Das Cabinet der kuriosen Klangwelten
Eröffnet wird „Das Cabinet des Dr. Caligari“ von einer Titelsequenz auf welche Vertonungen für alle sechs Akte des Films folgen. Bis auf den 1:40 Minuten langen Opener knacken die Songs allesamt die zehn-Minuten-Marke. Der fünfte Akt erreicht sogar eine Länge von einer knappen viertel Stunde. Musikalisch bietet das Album minimalistischen Post-Rock der gänzlich auf Gesang verzichtet. Stellenweise erreicht die Musik befremdliche Sonic-Youth-Momente. An anderen Abschnitten sind wiederum ausdrucksstarke gitarrenlastige Passagen zu hören, die an Russian Circles erinnern. Mitreißend führt das Album den Hörer über eine Stunde hinweg gleichzeitig durch Dr. Caligaris Cabinet und kuriose Klangwelten.
Seine Klimax erreicht das Album im vorletzten fünften Akt. Bedachte Gitarren bauen über 14 Minuten einen Spannungsbogen auf, der zum Schluss durch sorgfältige Schlagzeug-Hiebe zerbrochen wird, um anschließend in den sechsten Akt zu führen. Beschlossen wird das Album mit einer verträumten Symbiose aus seichten Gitarren und gefühlvollem Schlagzeugspiel. „Das Cabinet des Dr. Caligari“ strotzt vor Leidenschaft. Allein die sich hin und wieder breit machende Eintönigkeit fällt negativ ins Gewicht. Aber das auch nur, wenn man die Musik vom Bewegbild getrennt konsumiert.

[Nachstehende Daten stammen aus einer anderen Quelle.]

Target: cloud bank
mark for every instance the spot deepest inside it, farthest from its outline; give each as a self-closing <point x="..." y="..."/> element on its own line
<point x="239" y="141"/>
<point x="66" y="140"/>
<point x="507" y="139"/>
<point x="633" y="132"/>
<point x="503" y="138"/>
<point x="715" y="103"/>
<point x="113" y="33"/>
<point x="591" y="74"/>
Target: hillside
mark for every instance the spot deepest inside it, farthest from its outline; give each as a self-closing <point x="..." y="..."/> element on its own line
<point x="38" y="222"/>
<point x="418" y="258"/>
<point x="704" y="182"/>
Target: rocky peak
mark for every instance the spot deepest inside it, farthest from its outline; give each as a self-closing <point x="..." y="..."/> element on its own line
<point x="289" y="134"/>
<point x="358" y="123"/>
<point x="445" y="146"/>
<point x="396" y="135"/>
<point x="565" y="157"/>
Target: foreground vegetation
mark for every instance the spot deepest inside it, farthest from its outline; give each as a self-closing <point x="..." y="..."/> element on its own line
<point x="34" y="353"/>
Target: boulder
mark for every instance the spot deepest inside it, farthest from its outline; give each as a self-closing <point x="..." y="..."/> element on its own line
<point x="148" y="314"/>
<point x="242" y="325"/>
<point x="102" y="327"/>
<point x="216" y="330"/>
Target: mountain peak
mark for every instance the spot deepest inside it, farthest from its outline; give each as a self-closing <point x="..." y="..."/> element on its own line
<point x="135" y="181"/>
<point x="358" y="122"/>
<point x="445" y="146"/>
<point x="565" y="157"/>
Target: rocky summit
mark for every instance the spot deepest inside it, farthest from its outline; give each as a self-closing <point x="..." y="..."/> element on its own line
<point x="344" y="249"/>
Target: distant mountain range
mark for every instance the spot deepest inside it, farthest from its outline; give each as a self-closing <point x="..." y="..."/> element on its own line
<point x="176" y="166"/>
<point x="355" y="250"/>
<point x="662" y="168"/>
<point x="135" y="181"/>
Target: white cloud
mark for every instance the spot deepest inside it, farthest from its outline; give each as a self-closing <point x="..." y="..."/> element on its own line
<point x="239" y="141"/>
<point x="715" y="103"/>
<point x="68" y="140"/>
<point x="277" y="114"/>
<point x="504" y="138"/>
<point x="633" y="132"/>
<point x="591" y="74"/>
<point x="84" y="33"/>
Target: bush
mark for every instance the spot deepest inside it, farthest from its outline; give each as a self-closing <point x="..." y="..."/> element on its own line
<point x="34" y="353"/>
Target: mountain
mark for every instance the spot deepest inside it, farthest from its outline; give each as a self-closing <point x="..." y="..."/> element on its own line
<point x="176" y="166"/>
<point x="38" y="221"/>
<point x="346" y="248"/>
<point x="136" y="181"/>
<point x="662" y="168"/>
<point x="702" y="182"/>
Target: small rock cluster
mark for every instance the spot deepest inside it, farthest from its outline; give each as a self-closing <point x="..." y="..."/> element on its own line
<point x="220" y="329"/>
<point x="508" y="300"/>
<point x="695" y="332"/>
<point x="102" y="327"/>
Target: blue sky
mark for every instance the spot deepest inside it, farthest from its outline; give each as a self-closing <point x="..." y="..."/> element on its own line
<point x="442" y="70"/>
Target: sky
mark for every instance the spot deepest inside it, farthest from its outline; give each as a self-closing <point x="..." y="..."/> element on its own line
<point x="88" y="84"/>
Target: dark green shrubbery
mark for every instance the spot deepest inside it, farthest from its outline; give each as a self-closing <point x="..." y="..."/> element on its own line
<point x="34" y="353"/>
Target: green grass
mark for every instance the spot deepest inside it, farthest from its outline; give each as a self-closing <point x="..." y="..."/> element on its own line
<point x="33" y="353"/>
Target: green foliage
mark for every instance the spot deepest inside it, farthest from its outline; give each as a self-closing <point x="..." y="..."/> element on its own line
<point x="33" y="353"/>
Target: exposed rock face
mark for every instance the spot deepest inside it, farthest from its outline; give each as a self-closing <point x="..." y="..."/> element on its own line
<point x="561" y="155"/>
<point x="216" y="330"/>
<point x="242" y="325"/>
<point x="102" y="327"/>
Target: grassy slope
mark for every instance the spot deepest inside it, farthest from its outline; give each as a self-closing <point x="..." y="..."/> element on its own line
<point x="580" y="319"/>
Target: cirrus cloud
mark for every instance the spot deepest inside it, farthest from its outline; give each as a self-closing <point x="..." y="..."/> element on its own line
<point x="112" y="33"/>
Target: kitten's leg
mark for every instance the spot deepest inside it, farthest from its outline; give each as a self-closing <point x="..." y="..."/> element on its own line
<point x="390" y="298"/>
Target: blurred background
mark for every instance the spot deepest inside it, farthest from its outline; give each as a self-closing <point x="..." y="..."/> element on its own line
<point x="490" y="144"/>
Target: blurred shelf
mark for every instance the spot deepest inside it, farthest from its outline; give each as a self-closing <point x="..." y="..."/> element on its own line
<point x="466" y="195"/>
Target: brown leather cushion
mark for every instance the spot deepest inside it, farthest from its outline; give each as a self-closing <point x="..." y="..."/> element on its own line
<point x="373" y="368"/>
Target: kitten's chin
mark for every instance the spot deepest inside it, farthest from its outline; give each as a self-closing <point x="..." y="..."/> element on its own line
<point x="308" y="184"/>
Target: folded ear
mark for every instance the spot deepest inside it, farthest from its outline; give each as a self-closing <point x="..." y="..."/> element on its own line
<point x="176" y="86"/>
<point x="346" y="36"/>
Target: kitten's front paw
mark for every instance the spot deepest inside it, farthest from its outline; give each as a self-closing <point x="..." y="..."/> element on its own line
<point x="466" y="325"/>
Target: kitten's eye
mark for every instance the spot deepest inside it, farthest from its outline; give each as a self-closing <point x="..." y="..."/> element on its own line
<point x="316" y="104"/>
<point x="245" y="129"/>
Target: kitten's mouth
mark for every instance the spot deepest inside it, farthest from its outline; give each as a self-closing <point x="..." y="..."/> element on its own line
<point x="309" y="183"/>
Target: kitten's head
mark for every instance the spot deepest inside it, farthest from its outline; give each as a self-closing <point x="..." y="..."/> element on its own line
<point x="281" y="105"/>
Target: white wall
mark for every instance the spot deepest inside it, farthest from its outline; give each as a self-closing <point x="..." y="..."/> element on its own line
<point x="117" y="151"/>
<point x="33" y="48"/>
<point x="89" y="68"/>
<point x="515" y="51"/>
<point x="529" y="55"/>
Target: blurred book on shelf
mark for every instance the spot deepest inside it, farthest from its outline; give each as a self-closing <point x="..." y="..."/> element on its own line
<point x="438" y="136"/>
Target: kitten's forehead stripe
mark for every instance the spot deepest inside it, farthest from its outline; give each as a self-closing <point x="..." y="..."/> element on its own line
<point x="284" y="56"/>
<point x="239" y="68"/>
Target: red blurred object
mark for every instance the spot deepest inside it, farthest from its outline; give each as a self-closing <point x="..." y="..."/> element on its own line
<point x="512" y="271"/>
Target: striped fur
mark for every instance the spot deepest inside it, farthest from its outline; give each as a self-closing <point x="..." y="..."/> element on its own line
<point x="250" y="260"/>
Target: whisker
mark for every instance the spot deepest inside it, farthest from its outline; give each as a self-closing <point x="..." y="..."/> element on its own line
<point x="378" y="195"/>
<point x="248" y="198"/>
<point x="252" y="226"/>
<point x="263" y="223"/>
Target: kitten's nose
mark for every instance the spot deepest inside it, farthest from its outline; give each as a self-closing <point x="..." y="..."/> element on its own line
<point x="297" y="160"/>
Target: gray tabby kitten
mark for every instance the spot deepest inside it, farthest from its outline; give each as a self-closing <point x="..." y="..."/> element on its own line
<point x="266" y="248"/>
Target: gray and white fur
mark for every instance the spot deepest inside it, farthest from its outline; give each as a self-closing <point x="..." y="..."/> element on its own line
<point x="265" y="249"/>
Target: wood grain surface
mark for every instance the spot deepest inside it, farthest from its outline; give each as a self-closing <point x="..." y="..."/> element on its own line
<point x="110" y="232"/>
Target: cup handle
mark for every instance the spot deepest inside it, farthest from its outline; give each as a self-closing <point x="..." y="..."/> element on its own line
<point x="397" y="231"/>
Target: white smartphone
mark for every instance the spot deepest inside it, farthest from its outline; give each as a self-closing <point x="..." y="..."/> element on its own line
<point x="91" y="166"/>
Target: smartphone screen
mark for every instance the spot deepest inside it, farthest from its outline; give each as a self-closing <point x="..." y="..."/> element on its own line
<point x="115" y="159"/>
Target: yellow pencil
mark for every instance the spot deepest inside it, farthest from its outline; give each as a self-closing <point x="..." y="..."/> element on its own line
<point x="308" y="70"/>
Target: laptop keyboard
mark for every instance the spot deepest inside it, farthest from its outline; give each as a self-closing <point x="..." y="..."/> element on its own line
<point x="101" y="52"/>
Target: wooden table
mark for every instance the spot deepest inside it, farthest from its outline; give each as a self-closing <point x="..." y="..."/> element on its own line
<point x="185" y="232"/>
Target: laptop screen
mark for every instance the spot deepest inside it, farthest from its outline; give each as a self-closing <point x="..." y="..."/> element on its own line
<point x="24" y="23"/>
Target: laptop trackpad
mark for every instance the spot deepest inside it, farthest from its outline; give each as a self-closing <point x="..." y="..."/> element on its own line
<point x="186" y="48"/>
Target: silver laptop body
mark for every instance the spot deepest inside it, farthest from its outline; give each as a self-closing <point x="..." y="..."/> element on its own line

Weniger ist mehr und keine Worte sagen schon genug
Im Gegensatz zu seinen früheren Veröffentlichungen schraubt das spanische Quartett seinen Sound auf seiner aktuellen Platte auf ein Minimum herunter. Die dabei entstehenden Klänge erinnern immer wieder an Post-Rock-Pioniere wie God Is An Astronaut oder This Will Destroy You. Stellenweise schimmern seichte Brisen Stoner- oder Art-Rock durch. Jedoch hat „Das Cabinet des Dr. Caligari“ eine ganz besondere eigene Note. Vor allem beweisen Toundra mit diesem Album, dass es keine Worte braucht, um lebendige Geschichten mitreißend zu erzählen.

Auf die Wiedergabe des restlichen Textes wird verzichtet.